Para ela uma solução é tentar orientar este familiar como se portar diante de uma criança. "Tente mostrar como é esperado que ele se relacione com a criança, pois muitas vezes é apenas por falta de experiência e não porque a pessoa é inadequada ao ambiente da criança", afirma. Porém, se for uma pessoa sem critérios ou até mesmo desqualificada é melhor manter os pequenos afastados do convívio.

"Ele ou ela estará expondo a criança a um ambiente que não é benéfico para seu desenvolvimento. O pequeno não tem defesa diante da inadequação. Ou ela se encolhe e deixa de se desenvolver ou vai aprender as coisas de um jeito torto", explica a psicóloga.

Sendo assim, não é necessário dizer à criança o que o parente não tem de bom para não carregá-la de má impressão, mas sim dizer como as pessoas devem se comportar. "Não precisa falar mal. Apenas utilize o que está sendo visto pela criança para ensiná-la a conhecer e diferenciar um comportamento adequado a ser seguido de outros que não o são, mas que infelizmente no mundo as pessoas nem sempre fazem o que é certo", orienta Maria.

A psicóloga descreve que os familiares devem evitar comportamentos exagerados de qualquer ordem na frente dos pequenos. "Um olhar reprovador muito intenso já é demais para a criança.

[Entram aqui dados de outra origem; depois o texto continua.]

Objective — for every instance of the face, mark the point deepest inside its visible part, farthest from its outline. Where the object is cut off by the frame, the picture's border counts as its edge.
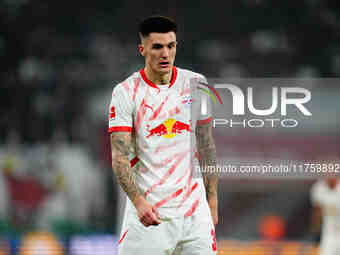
(159, 50)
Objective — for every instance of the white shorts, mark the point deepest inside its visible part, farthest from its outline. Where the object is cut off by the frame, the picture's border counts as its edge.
(193, 235)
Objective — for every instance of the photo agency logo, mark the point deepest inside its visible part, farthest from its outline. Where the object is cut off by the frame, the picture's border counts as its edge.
(278, 105)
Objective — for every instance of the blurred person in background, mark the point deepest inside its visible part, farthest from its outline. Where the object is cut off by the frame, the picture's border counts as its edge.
(325, 197)
(168, 210)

Gritos ou críticas ou palavras negativas não são úteis e reduzem a possibilidade de aprendizagem, podendo gerar hiperatividade, brigas, gestos obscenos, palavrões etc."

Ela ressalta que as crianças estão ávidas a aprender, se relacionar com outras pessoas, são curiosas e absorvem o mundo como uma esponja. "Se tiverem alguém que funcione como modelo positivo ou ídolo, elas têm grande probabilidade de se desenvolver plenamente e para o bem, de forma a se tornarem pessoas adultas dispostas a enfrentar desafios para dar de si o seu melhor para cooperar com os seus e com o mundo", finaliza Maria Carbonar.